Social chicken and egg
Jinfo Blog
16th January 2012
Item
Ignore social media at your peril, business pundits continue to declare. But now some contrary voices seem to be saying that if you get the traditional stuff right the social stuff will follow.
Almost three quarters of businesses appear not to have integrated social media into their business customer services operations, results from last year’s Genesys Social Media & Customer Services Summit seem to suggest. Although many organisations may have got as far as creating a social media presence, most are still stumped by how to handle customer communication via that channel.
Genesys believes that its own figures are also backed up by findings from contact centre analyst Contact Babel, which suggest that only 16% of organisations currently see social media as a key customer service channel (Genesys announcement reproduced here by Fresh Business Thinking, or contact Richard McCrossan at Genesys – a subsidiary of Alcatel-Lucent).
By contrast another survey late in 2011, Going Social from global accountancy firm KPMG, found social media moving rapidly up the boardroom agenda and adoption rates around 70% overall. But, with findings based on comment from around 4,000 managers or employees in 10 countries, it too sounded a warning note.
Many of the more developed markets were lagging behind their counterparts in emerging economies, it said. They by contrast seemed to be abandoning inefficient, unreliable – or monitored – email services for the faster and more consistent social network channels.
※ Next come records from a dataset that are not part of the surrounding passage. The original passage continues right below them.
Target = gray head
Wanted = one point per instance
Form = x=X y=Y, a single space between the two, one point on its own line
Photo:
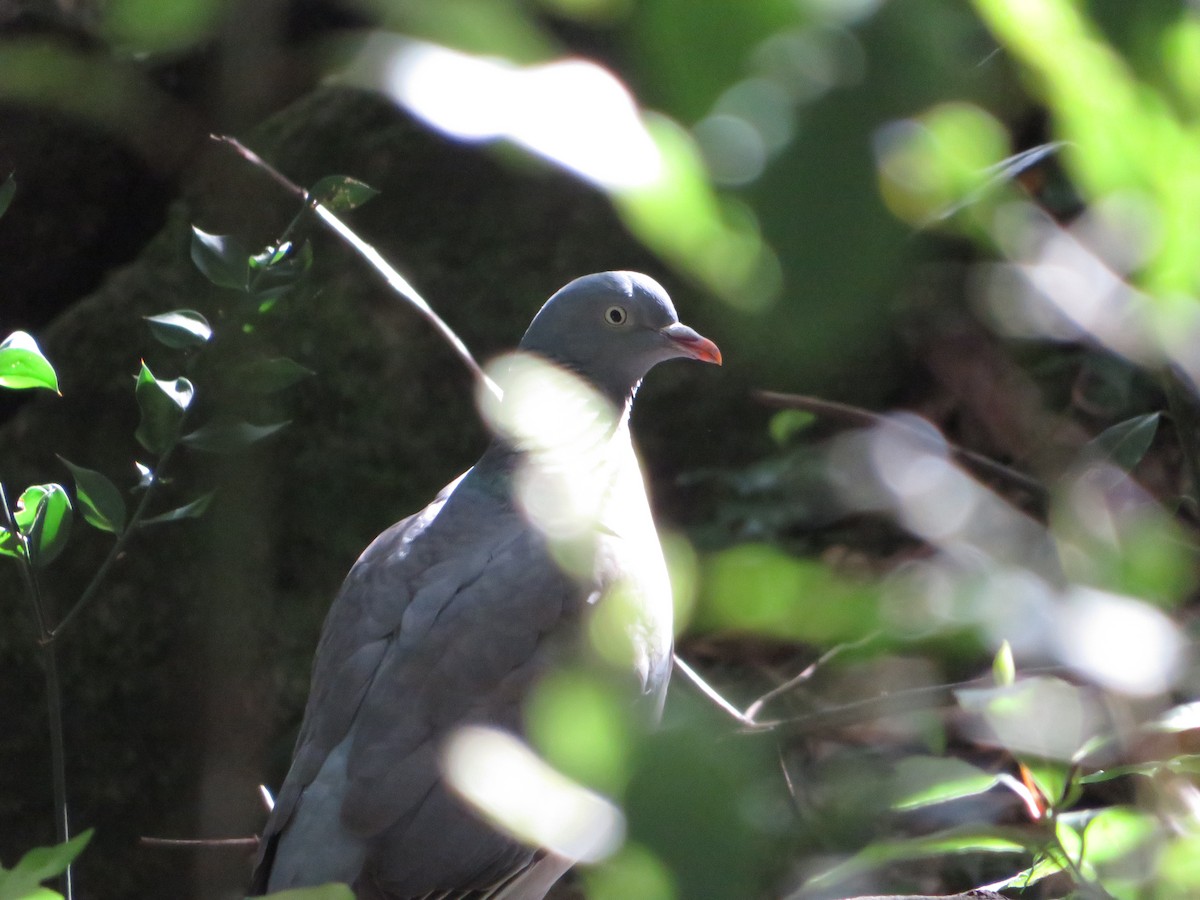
x=613 y=328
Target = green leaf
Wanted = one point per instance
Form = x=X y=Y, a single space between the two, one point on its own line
x=223 y=437
x=268 y=376
x=323 y=892
x=22 y=364
x=37 y=865
x=145 y=477
x=221 y=259
x=100 y=503
x=6 y=192
x=52 y=522
x=162 y=405
x=954 y=841
x=1127 y=442
x=1003 y=670
x=180 y=329
x=342 y=193
x=929 y=780
x=189 y=510
x=43 y=516
x=276 y=270
x=787 y=423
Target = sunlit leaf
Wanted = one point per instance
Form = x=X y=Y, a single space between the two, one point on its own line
x=1179 y=868
x=153 y=25
x=1117 y=833
x=760 y=588
x=39 y=864
x=928 y=780
x=100 y=503
x=145 y=477
x=342 y=193
x=162 y=405
x=1126 y=443
x=43 y=516
x=221 y=259
x=267 y=376
x=322 y=892
x=7 y=190
x=949 y=843
x=225 y=437
x=1003 y=669
x=190 y=510
x=787 y=424
x=181 y=329
x=276 y=270
x=22 y=364
x=581 y=725
x=634 y=871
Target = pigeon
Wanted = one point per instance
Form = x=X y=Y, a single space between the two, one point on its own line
x=453 y=615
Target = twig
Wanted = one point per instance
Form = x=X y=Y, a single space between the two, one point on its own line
x=809 y=671
x=90 y=592
x=712 y=694
x=864 y=418
x=207 y=843
x=395 y=280
x=53 y=688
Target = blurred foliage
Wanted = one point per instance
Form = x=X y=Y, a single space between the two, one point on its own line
x=951 y=675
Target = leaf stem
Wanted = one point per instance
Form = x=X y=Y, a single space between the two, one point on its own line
x=89 y=593
x=53 y=687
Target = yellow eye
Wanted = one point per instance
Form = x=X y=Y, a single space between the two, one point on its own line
x=616 y=316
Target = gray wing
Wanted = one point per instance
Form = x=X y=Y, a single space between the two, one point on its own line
x=443 y=619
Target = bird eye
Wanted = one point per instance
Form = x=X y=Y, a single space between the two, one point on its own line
x=616 y=316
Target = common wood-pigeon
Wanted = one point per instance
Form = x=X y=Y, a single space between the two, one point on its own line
x=451 y=615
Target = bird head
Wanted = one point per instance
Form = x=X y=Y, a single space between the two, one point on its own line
x=612 y=328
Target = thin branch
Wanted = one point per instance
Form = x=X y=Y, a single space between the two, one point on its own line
x=396 y=281
x=864 y=418
x=807 y=673
x=712 y=694
x=90 y=592
x=53 y=689
x=207 y=843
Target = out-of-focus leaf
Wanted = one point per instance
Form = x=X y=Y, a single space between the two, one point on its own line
x=100 y=503
x=342 y=193
x=151 y=25
x=322 y=892
x=928 y=780
x=1003 y=670
x=1179 y=868
x=221 y=259
x=581 y=726
x=1127 y=442
x=7 y=190
x=633 y=871
x=940 y=163
x=39 y=864
x=190 y=510
x=22 y=364
x=761 y=589
x=1117 y=833
x=43 y=516
x=226 y=437
x=787 y=423
x=949 y=843
x=145 y=477
x=180 y=329
x=162 y=405
x=267 y=376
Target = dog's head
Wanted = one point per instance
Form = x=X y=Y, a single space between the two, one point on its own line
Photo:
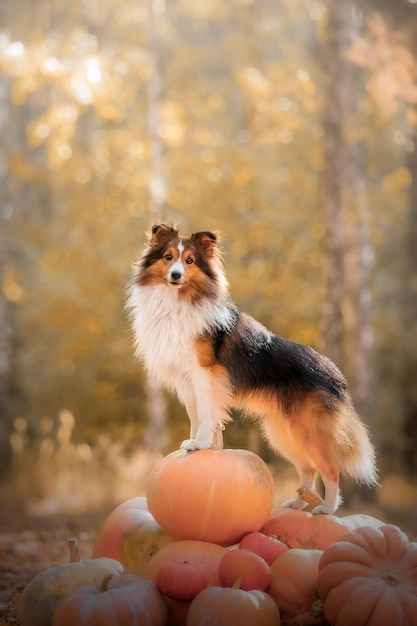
x=186 y=263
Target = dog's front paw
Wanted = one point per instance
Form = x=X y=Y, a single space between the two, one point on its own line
x=322 y=509
x=189 y=444
x=194 y=444
x=295 y=503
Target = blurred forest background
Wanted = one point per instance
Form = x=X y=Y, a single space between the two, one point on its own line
x=290 y=126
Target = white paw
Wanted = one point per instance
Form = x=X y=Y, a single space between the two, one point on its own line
x=194 y=444
x=322 y=509
x=296 y=503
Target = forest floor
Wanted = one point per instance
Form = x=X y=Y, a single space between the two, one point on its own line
x=30 y=545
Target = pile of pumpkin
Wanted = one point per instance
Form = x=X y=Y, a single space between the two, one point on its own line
x=204 y=548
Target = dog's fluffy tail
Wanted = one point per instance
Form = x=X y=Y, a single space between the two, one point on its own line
x=357 y=454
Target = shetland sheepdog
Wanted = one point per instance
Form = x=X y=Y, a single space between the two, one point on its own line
x=196 y=342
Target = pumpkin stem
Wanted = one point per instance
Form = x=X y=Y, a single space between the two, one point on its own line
x=74 y=550
x=317 y=607
x=310 y=496
x=104 y=585
x=391 y=578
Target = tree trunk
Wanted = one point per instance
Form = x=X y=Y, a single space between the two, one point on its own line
x=5 y=417
x=347 y=336
x=157 y=410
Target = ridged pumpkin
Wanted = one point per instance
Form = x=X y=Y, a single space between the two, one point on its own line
x=301 y=529
x=232 y=607
x=210 y=495
x=130 y=535
x=127 y=600
x=369 y=578
x=293 y=586
x=40 y=596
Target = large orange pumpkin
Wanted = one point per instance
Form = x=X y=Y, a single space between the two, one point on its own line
x=210 y=495
x=369 y=578
x=300 y=529
x=130 y=535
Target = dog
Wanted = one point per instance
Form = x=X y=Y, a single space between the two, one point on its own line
x=197 y=343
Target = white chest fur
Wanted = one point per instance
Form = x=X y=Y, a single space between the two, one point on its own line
x=166 y=327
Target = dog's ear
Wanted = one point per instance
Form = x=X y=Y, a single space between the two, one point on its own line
x=206 y=240
x=161 y=233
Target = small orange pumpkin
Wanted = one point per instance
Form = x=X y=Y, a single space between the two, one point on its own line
x=301 y=529
x=210 y=495
x=369 y=578
x=293 y=586
x=130 y=535
x=127 y=600
x=230 y=606
x=202 y=555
Since then, KPMG has come up with three key changes that it believes United Kingdom organisations will need to adopt if they are to boost their performance in 2012. Companies will start using games to encourage brand engagement; “laggard” firms will need to acknowledge that only by becoming “authentic” will they be able to appeal to customers tired of corporate spin; and, with increasing calls for corporate transparency, opening themselves up via social networks will become the norm.
So it’s “social media or bust” then? Perhaps not. According to a recent round table debate held by hosting firm UKFast (see VIP Wire coverage), “social vanity” is leading some firms to waste investment in pointless social marketing campaigns.
Why plug your product on social media if people don’t want to talk about it there? demanded one participant. If you just improve the product, a stronger social presence will follow naturally, said another. Social media users have short attention spans said a third – whereas you can’t switch off good old fashioned outdoor advertising.
It’s all interesting stuff. But it begs two questions. First, how would people know to talk about your product if you didn’t plug it on social media? And second (see LiveWire coverage), how much longer are people going to tolerate business on social media at all?